Window glass (float glass) is somewhere between 84-87.

A bottle could be anywhere between 82-96.

Now we also deal with hot glass. The soft rods, glass and accessory are 104 COE

The next confusion came when Bullseye announced they were Bullseye compatible and stopped saying 90 coe. I felt that Bullseye had to be aiming for something and that was 90; we had some comfort in saying you can put 90 with Bullseye. We all loved System 96. We could put together Uroboros and Spectrum and that all worked fine. Then when those companies closed and Oceanside started manufacturing the Spectrum line, they followed what Bullseye did and said they were Oceanside compatible. So then, still feeling they were headed for some number for compatibility and that number was 96, we were still ok saying “sure put it with Wissmach and Youghiogheny 96”. Youghiogheny even was testing their 96 to Oceanside and Wissmach. Did we see some odd results coming out of the kiln? Yes, we did, now and then. When breakage happens, it is going to be thermal shock, bad annealing, or incompatibility. For this blog we are focusing on incompatibility. Bullseye does a wonderful job of putting out technical data. They are clear about saying that coe is NOT the only measure of compatibility. Viscosity of glass is equally as important. Viscosity is resistance to flow.

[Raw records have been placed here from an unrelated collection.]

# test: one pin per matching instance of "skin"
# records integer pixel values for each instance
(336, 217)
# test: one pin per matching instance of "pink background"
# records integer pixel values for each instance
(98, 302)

This direction from Bullseye tech tips.

“Whereas expansion affects the compatibility

predominantly in the lower temperature range—below the

strain point—the viscosity properties affect compatibility

predominantly in the annealing range, from the annealing

point to the strain point. Differences in viscosity between

two glasses will cause compatibility problems. If one glass

is stiffer than the other, they will strain each other as they

cool through the annealing range.”

How can you know if your breakage occurred when annealing or fusing? If the break is sharp it broke during cooling (annealing). If the break is smooth over it, then it was still fusing after the break. So, what to do? If you are going to mix manufacturers, you need to test. They may be compatible. They may not.